Sunday, November 06, 2011

A need of philosophy

I was waiting for the LD to chip in, but he lingers. So, here I am, to raise for the reader the question of why among the most meaningful speeches given by the Pope is giving, there are those of a more philosophical than theological tenor. How does this fit with his specific magisterium?

On the site www.chiesa.espressonline.it (also in English version), Sandro Magister has been recording a controversy going on among theologians and historians about the meaning of the Vatican II, with those of a more “traditionalist” bent denouncing its lack of continuity with the tradition, which for some makes it outright heretical, and those of a more “progressive” bent who extol that same lack of continuity, arguing that that is what the Council really meant.

Benedict’s position on this regard is well known, he made it clear little after his election: renewal in continuity.

This seems, however, to leave everybody, so to say, unhappy. “Progressives” look at him as a staunch conservative, “traditionalists” ask for a clarification, e.g., to submit the Council’s documents to scrutiny by a theological committee, which should judge their adherence to the orthodox doctrine. Of course I am expressing rather bluntly positions which are, in the contributions to the controversy recorded by Magister, quite more nuanced. But here I am not interested in nuances, to go rather to what appears to me the core of the question.

To state offhand my thought: the issue concerning the Vatican II documents is not theological but philosophical.

(And who are you, I could be asked, to pass such a sentence. Well, let me say in a humbly presumptuous’ way: a man trained in philosophy and theology, and before them in jurisprudence and social sciences.)

There is an analogy between the reading of the Council’s documents and the reading of law. So, let me start from this, because the issue of the nature of law was raised in the Reichstag speech.
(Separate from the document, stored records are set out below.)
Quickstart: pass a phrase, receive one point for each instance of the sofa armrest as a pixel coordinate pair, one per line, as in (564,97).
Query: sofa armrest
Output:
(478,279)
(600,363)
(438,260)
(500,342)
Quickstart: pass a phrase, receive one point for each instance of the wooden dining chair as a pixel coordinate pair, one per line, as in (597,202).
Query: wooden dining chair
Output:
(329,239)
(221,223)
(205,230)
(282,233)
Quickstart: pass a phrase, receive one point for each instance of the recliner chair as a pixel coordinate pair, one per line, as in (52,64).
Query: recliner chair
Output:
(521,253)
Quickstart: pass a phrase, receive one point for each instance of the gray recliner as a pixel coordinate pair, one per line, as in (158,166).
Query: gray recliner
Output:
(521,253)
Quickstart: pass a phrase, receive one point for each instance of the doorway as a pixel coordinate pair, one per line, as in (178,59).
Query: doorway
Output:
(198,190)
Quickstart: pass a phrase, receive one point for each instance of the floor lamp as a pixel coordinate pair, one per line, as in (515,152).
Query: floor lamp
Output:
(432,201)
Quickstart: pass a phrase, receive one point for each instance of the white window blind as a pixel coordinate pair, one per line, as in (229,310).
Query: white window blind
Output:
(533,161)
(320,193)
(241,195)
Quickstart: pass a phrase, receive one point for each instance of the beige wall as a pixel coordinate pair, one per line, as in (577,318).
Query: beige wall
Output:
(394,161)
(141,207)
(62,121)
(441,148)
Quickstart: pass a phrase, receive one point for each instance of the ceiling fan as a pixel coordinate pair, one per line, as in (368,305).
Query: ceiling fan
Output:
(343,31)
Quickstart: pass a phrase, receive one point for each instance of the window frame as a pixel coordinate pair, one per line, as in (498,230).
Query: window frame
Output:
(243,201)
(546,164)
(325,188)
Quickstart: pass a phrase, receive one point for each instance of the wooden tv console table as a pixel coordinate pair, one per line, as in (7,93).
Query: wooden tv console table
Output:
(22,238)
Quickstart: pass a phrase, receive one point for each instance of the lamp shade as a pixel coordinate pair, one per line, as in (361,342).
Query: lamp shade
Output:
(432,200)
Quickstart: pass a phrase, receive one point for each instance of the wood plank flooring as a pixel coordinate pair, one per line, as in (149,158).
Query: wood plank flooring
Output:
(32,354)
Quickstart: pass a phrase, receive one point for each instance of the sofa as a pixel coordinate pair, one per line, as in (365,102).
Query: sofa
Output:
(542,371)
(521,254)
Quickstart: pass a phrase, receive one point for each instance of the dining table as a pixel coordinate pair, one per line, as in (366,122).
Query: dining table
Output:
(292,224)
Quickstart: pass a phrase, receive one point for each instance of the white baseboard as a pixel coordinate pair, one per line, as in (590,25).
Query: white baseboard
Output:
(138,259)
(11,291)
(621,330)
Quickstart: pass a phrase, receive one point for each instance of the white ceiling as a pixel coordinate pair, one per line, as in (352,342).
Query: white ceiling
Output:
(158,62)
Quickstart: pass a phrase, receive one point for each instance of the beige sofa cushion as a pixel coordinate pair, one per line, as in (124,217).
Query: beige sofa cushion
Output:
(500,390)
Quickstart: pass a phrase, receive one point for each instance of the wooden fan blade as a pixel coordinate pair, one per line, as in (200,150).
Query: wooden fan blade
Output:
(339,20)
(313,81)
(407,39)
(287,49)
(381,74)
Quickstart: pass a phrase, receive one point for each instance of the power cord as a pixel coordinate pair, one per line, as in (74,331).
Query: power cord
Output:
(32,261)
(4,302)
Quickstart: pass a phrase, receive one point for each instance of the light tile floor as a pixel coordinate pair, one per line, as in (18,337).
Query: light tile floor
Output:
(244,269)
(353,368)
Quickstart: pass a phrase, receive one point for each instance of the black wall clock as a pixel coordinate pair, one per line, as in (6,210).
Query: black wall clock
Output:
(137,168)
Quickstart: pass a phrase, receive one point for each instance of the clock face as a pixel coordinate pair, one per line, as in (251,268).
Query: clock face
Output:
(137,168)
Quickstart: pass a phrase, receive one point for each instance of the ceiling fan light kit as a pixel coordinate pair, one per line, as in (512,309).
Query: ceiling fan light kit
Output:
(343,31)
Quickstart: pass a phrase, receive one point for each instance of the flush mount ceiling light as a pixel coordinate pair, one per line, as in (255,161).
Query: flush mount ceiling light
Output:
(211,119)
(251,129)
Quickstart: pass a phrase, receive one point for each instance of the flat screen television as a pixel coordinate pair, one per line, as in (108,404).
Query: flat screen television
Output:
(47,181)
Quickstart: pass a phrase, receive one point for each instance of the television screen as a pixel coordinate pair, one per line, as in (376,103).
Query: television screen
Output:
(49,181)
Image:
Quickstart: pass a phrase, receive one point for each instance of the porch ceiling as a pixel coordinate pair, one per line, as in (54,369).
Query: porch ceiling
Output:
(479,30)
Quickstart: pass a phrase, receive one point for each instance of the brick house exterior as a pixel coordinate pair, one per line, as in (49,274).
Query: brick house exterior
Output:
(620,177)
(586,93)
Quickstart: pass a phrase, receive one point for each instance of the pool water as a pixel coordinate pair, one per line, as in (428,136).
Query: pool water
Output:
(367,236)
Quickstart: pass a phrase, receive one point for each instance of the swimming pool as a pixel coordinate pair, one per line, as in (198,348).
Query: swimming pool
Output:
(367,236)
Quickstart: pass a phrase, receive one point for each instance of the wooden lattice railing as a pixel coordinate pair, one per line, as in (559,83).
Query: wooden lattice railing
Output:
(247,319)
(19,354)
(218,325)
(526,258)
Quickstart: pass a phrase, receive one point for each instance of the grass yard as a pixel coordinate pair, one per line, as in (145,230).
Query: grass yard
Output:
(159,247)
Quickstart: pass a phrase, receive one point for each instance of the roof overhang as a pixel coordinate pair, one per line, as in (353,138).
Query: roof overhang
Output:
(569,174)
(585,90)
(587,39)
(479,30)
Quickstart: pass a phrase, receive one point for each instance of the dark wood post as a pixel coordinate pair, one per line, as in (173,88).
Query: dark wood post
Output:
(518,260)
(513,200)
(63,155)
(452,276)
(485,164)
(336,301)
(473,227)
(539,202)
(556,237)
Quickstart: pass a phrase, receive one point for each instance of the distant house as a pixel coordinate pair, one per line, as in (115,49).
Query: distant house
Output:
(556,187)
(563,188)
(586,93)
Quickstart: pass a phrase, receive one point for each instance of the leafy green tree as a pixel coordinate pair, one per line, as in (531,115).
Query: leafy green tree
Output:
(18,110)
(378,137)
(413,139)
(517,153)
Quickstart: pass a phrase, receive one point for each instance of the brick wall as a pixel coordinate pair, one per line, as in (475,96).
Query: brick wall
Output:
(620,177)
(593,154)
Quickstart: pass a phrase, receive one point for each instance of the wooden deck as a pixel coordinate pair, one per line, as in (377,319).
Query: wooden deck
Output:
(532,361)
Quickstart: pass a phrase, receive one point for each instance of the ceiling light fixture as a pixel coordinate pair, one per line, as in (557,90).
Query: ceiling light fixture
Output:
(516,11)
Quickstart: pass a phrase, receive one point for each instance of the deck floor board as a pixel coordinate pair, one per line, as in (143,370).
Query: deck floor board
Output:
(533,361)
Benedict mentioned there a German law professor, by the name of Hans Kelsen, who exerted an enormous influence. His conception of law echoes that of one of the most famous, and infamous, political philosophers, Thomas Hobbes: known as a defender of absolute monarchy, he actually theorized in the Seventeenth Century the absoluteness of the State, that today we give for granted. Already for him the law isn’t but the will of the Sovereign, one or assembly: in our terms, democratic or not, it makes no difference. Thus Kelsen in the Twentieth Century maintained that all process of law is lawgiving: down from the highest legislative bodies, like Congress, to the least of judges. It’ll be the latter to say which is the will of the law; and this means as a consequence that he can make the law say whatever he wills. This consequence follows from the fact that the law needs to be interpreted, and, missing any other criterion of interpretation except the will, the judge can make it will whatever he wants. It doesn’t save from the arbitrariness of judgment the possibility of appeal to a higher court, thus making the process of law giving to re-ascend the ladder all the way up to the Supreme Court. The question stays the same: on what criterion will the law be interpreted? You can’t say the Constitution, because this is again a law to be interpreted.

To say in other words, the judge will carry in his interpretation of the law his understanding of things: what we would call today his “philosophy”, meaning rather his opinion.

As I said, the same is the question with the Council’s documents. They lack indications on how they want to be read, in the way of continuity with the tradition, or break from it. I’d say that what they lack is philosophical breath, if I were sure that the reader of these lines understood that I meant, by it, a truly theological one.

The right ambition was to address non only Christians, but all people. But, unfortunately, this ambition was betrayed precisely in the “pastoral constitution” dedicated to “the Church in the contemporary world”, with the unhappy distinction of people in “believers and non believers”. It was meant to be the most philosophical of the Council’s constitutions, saying even to non believers what it means to be human, but it failed, because of that distinction (which I think I already criticized in a previous post), to clarify that all man are “believers”, the only question being to discern the truth that can rightly demand our believing. Because of this, not only the Council was unable to address “non believers”, but also left “believers” on their own when it came to the interpretation of the other “dogmatic constitutions” (e.g. on Revelation or on the Church): it left them free do bring to bear on it whatever presumed “philosophy”, i. e. opinion, they had a penchant for.

Given my (trained) sensibility, those other constitutions have a strange effect on me: like when I hear certain homilies in which the preacher fills his mouth with plain God speech. It makes me uneasy, because those Vatican II documents, like that preacher, don’t seem to take into account that in today’s culture at large speaking of God doesn’t find many point of contact. Christians share – alas – of that culture, and even they like any other men of our time need to be reintroduced to it. To find and show the missing points of contact is what I mean with giving real philosophical breath to theological talk.

Now, Benedict addresses that need with his philosophical speeches, thus exercising with them his papal magisterium.